Vertaald uittreksel uit de tekst van het verdrag waarop de gemeenten moesten zweren:

Wij, schepenen en de hele gemeente laten weten dat wij op het Evangelie deze eed hebben gezworen: moest het gebeuren - God spare er ons voor - dat onze graaf van Vlaanderen de overeenkomst van Melun niet naleeft, dan zullen wij de graaf niet bijstaan, noch hulp of raad verstrekken, maar daarentegen de koning en zijn erfgenamen uit al onze krachten ondersteunen en hem trouw dienen tegen onze graaf, totdat het onverschil door het Hof van de Pairs wordt beslecht.

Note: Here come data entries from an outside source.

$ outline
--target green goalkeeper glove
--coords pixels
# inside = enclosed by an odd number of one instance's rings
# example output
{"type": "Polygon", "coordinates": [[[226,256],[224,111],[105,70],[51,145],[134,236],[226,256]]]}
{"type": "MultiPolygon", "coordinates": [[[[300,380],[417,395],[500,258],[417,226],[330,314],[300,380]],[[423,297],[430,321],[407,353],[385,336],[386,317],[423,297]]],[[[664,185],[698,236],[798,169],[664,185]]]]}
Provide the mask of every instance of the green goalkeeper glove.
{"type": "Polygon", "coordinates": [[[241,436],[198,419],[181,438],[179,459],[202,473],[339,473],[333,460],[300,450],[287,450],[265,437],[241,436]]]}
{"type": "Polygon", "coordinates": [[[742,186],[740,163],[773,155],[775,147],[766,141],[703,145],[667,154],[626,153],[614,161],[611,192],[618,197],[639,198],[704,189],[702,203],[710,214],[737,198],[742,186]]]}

Het verdrag had gevolgen op langere termijn. Aan Johanna en na haar aan Margaretha II van Constantinopel, Gwijde van Dampierre en Robrecht III van Bethune werden dezelfde eisen opgelegd, alhoewel in gewijzigde vorm. Onder de regering van Lodewijk IX van Frankrijk en Filips III bleef het verdrag dode letter, maar Filips de Schone haalde het onder het stof vandaan.